The "surprise" vegetable she'd planned to prepare was onion rings, which wasn't really a surprise at all because the only thing standing in the way of Julie claiming victory over vegetables was onions. And the only way to win a vegetable that you hate (and Julie hates onions) is to deep fry it.
The entire process of her heating the oil, staring at the onion and eventually trying to slice the onion (a task that was eventually delegated to Mark P.) was quite humorous to watch, and I felt for her, having to conquer her fear right in front of everyone. I'm lucky in that I do a lot of my blog challenges on my own, so for all you know, I could be making up all of these stories. (I’m really not, I promise.)

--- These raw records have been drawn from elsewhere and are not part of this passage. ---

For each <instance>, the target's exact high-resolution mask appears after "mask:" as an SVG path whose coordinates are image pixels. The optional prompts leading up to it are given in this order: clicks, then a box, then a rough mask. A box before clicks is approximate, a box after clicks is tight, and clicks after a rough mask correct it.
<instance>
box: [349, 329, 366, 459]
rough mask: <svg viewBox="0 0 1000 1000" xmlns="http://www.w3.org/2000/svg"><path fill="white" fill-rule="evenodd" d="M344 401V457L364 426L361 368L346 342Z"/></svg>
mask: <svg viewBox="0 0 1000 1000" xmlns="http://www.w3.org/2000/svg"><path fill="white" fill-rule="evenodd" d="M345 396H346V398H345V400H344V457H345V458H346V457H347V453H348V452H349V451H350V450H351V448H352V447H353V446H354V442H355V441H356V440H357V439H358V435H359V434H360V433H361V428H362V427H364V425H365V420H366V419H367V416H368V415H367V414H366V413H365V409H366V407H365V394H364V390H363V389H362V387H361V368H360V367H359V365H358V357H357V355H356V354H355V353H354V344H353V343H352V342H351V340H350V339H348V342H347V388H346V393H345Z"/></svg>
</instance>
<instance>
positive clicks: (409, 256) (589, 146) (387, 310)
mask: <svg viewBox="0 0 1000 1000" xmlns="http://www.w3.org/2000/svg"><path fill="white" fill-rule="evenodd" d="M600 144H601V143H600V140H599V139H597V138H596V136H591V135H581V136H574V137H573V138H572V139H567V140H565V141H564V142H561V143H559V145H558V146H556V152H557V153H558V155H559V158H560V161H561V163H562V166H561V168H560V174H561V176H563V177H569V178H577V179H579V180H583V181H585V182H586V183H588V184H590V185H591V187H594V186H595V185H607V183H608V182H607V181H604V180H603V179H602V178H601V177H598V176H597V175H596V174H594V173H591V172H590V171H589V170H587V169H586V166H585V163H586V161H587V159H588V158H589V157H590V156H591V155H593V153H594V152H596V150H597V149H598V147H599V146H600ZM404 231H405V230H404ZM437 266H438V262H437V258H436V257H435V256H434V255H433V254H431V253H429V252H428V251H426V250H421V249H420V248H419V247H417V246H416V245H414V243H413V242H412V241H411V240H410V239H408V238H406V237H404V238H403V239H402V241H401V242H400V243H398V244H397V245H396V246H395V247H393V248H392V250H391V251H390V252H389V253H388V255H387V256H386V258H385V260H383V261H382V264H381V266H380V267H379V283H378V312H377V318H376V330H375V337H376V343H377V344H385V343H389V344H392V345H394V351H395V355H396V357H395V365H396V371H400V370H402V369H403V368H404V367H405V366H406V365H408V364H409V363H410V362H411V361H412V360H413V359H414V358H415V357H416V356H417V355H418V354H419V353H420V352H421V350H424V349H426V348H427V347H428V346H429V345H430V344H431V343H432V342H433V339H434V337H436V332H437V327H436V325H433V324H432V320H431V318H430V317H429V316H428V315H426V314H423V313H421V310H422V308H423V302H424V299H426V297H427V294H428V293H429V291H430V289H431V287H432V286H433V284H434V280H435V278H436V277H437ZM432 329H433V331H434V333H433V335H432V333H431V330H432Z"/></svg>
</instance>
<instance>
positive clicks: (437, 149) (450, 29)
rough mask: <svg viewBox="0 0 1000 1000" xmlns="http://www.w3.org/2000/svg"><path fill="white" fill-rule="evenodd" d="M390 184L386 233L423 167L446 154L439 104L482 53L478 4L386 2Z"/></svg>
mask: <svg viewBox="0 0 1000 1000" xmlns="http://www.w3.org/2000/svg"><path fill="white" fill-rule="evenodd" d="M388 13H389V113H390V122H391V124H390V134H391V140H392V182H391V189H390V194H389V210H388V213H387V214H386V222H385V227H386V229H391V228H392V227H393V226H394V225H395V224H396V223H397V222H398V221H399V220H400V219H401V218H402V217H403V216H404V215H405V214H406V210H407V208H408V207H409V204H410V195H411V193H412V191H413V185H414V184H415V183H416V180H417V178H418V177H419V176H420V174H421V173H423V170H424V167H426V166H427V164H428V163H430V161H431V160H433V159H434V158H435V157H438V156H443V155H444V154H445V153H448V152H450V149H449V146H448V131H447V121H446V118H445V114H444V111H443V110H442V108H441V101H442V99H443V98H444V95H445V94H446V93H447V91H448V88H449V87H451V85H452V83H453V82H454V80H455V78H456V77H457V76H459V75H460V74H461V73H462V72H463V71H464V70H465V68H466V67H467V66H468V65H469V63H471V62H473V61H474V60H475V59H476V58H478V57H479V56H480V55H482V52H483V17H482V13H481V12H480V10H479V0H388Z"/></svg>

Once she dropped the battered onions, we waited. And then we waited some more. And then we talked about how awesome Julie is. And then we kept waiting. But apparently we didn’t wait long enough the first time around. The onion rings got stuck in the pool of oil.
The second time around was better, but when Julie pulled the fried onions from the fry-daddy she still looked at them with a great deal of uncertainty. I've truly never seen quite a physical reaction like the one she displayed to a vegetable before. Julie held the onion ring in her petite, trembling fingers like it was causing her serious pain. Her friends, who weren't acting very friendly at that moment, had more or less backed her into a corner and were shouting words of “encouragement” that sounded more like military orders to me.
“You can do it!”
“It’s just an onion!”
“What’s the big deal?”
Julie put her lips on the onion and nibbled the smallest "bite" I've ever seen and then she spit it right back out.
I would like to point out, in case it's not clear, that Julie is 31-years old. She's not a child, but an adult. With a freakishly strong aversion to onions.
The entire kitchen yelled at her as if she was a child, though, and without wasting a lot of time, she went back for another bite, this time chewing it completely and swallowing it.
From her perspective, which you should’ve already read by now on her blog, the reason Julie was able to overcome her fear of onions is because onions coated in beer batter and then deep fried in oil actually don’t taste anything like onions at all. But who cares? A win is a win.
Upon winning, Julie's sister presented her with a trophy, a material symbol of all that she accomplished over the course of the year: learning to like (or at least tolerate) vegetables and so openly sharing her challenge through her blog. I wondered where Julie planned to display her trophy. And then I wondered if my brother will present me with a trophy at the end of Project 29 to 30.
After enjoying Julie's handiwork on the onion rings and toasted pound cake chocolate and peanut butter sandwiches (I'm not kidding. We are so fat.), I headed home.
As I was driving back to my house, I thought a lot about Julie and the end of her adventure. I also thought about what a difference a year makes. Last year, she only ate meat and potatoes, and now she's not only eating onions, she's frying them herself.
I don't think Julie or I really understood how much we could change, or that we would change at all simply by choosing to take on year-long adventures and writing about them. But we did. A lot.
To my dearest Julie, my blogging partner in crime, oh how you are already missed and you've only been gone for short time. Congrats on winning (though no one ever had any doubt that you wouldn't) and best of luck in Los Angeles. You really do have great hair.